American business executive; CEO of Visa Inc.

Ryan McInerney (born 1975) is an American business executive. Since 2023, he has been the Chief Executive Officer of Visa, Inc. He was elected to serve on the University of Notre Dame's Board of Trustees on May 31, 2024; his tenure began on July 1, 2024.

==Early life and education==
McInerney was born and raised in Michigan in the United States. He obtained a Bachelor of Science in finance from the University of Notre Dame in 1997.

==Career==
Ryan worked as a principal consultant at McKinsey & Company. He then joined JPMorganChase, where he helped launch the company's first mobile banking product. Eventually, he led JPMorganChase's entire consumer banking division, which put McInerney in charge of over 75,000 employees.

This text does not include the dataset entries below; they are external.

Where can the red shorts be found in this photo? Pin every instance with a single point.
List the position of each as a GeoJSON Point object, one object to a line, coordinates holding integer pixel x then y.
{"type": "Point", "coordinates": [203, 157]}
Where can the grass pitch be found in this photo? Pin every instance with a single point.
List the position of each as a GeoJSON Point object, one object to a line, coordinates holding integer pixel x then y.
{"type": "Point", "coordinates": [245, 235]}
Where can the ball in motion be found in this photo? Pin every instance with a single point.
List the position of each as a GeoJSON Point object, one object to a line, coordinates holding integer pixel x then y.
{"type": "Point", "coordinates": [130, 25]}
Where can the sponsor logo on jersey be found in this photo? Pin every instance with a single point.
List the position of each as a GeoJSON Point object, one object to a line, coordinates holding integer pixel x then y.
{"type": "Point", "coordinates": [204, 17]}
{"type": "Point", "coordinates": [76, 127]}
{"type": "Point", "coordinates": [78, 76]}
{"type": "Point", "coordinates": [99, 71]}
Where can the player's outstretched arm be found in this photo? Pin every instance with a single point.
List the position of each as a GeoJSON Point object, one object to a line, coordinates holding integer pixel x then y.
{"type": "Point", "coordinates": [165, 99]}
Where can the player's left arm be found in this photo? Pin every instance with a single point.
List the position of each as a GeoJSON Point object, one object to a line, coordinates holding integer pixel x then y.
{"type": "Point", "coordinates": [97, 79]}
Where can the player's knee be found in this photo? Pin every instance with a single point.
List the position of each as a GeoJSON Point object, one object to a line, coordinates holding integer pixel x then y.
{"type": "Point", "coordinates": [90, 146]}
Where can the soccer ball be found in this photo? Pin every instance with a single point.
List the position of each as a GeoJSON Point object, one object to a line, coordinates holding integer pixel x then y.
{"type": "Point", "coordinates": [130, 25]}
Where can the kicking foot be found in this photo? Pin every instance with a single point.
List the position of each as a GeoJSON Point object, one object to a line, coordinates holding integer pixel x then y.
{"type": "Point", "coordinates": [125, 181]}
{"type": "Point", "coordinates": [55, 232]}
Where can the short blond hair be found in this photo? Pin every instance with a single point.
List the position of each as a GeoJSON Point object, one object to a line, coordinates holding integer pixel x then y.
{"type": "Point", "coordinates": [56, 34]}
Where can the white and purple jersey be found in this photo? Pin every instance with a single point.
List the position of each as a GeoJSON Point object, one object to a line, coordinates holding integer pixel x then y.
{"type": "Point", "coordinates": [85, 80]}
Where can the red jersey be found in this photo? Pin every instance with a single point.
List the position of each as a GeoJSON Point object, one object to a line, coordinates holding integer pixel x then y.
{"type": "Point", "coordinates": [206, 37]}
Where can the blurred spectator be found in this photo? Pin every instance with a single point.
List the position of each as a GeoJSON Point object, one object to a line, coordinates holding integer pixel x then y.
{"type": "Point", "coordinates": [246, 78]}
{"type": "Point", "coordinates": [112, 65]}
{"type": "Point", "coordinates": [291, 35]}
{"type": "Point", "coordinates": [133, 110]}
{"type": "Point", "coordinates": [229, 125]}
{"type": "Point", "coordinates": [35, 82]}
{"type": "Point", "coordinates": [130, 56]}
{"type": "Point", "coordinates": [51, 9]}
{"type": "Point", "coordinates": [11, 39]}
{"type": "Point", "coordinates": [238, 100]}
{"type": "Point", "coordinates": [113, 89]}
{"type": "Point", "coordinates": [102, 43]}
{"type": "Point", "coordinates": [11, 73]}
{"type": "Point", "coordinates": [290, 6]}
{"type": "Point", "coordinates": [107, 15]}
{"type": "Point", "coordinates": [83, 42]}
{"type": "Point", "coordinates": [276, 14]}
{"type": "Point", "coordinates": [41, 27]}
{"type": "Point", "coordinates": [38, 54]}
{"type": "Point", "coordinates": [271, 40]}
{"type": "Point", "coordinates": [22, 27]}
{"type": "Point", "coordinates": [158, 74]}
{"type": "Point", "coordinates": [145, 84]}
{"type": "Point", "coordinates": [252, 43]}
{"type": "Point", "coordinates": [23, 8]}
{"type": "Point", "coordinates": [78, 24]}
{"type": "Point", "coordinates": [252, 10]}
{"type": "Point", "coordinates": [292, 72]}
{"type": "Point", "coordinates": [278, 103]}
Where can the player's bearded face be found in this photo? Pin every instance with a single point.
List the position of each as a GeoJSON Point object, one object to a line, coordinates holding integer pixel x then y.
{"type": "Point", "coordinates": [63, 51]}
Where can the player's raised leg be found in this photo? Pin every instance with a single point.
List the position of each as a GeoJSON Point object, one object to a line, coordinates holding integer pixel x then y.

In 2013, McInerney was hired by Visa, where he served as Visa's global business president. McInerney, implied at his support for crypto to be a part of future payment systems in a Forbes article in November 2022. McInerney stated, "In an increasingly digital world, we want Visa to be the best way to pay and be paid for everyone everywhere." On 1 February 2023, McInerney became CEO succeeding Alfred Kelly, who had been CEO of Visa since 2016.

In February 2025, McInerney spoke at his first Visa's investor day. While speaking on Visa's financial services deal with X Corp., McInerney said in an interview. "We're not in the business of picking winners or losers," and that consumer will decide. He also said. "We set a very high bar for our partners." After Visa's investors day, McInerney appeared on CNBC's Squawk on the Street, and talked about Visa's growth and health of the consumer from the expected announcement of the Trump tariffs.

== Political activity ==
In October 2024, in a report by the Financial Times, Ryan McInerney was hosted at the Vice President Kamala Harris residence in Washington, D.C., as part of a gathering of corporate CEOs. The meeting was notable given the same week, the Biden-Harris Justice Department sued Visa for breaking antitrust laws.

As of 2026, McInerney is the chair of the US-China Business Council. In September 2026, he led a delegation of the council to visit China, where he met with Chinese Premier Li Qiang.

== Personal life ==
Ryan McInerney is married to Angela McInerney and they have three children together.